In the late 19th century, Ainsworth Rand Spofford, the sixth Librarian of Congress, went looking through America’s early newspapers for the the earliest notice of a lottery he could find. What he found had been published in February 1720, in the American Weekly Mercury. This lottery was not the colonies’ first, Spofford cautions—only the first for which he could find a printed notice. The ad promised 350 tickets would be sold, for 20 shillings a piece.
The prize? “A new brick house, corner of Third and Arch,” in Philadelphia.
As Philadelphia came to surpass Boston as the colonies’ largest city, its growth was funded in no small part by lotteries. “It was looked upon as a kind of voluntary tax for paving streets, erecting wharves, buildings, etc., with a contingent profitable return for such subscribers as held the lucky numbers,” wrote Spofford in 1893.
Philadelphians used lotteries to build a battery on the Delaware River to defend the city, span creeks with bridges, and fund roads that led from the countryside into the city. But it was far from the only city in the American colonies that depended on people’s willingness to try their luck. In the 17th and 18th centuries, lotteries were a thriving business, both public and private, and without them, early America couldn’t have been built.
The tradition of lotteries came to America from Europe, where they first started gaining traction in the 16th century. According to one scholar, the first lottery used to raise government revenue and offer a cash prize was held in Florence, Italy, in 1530. Soon France picked up on this innovative means of raising money, and the British crown adopted the lottery in 1569. By the 1700s, lotteries were a popular way to raise money for all sorts of projects and were seen less as a sinful pastime than a civic duty. In the early 18th century, The Independent reports, the Archbishop of Canterbury lent his good name to lotteries funding the British Museum and Westminster Bridge.

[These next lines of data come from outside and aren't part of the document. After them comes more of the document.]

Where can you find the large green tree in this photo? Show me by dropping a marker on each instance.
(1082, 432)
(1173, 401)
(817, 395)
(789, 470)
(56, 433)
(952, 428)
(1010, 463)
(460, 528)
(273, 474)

From the earliest days of colonial history in America, lotteries were essential to the project’s survival. In the summer of 1612, the Virginia Company held a lottery to raise additional funding for the struggling settlement at Jamestown. (A tailor named Thomas Sharplisse won the largest prize—4,000 crowns, a small fortune.) Three years later, the company tried the same gambit, with a focus on the greater good that would come from white people colonizing the New World. “As pitched by the Virginia Company, buying a lottery ticket was an act of charity that could save a savage’s soul,” Matthew Sweeney writes in The Lottery Wars.
Lotteries didn’t just save the Virginia Company’s settlers from starvation, though. When the colonies revolted against the crown, lotteries helped the new United States of America survive. In 1776, the Constitutional Congress held one to benefit the soldiers of the Revolution. (Since the value of the new country’s currency was fluctuating wildly, it was less successful than hoped.) Once the colonies won the war, the new states leaned heavily on lotteries to raise revenue, in part because they were not eager to tax newly independent citizens who’d just rebelled against taxation by a central authority. Lotteries funded the growth of the country’s earliest colleges, including the College of New Jersey (later Princeton), Dickinson College, Harvard, and Yale, of many, many churches, and of iconic buildings, including Boston’s Faneuil Hall, which needed to be rebuilt after it burned down in 1761.
But in the 19th century, the popularity of lotteries waned as they were haunted by corruption. It was easy enough to announce a lottery, sell tickets, and abscond with the money without offering a prize. In New York and Massachusetts, lotteries were banned in the 1830s, and later in the century most states followed suit. Government lotteries wouldn’t become popular again until the second half of the 20th century, when states started using them once again—to raise revenue without raising taxes.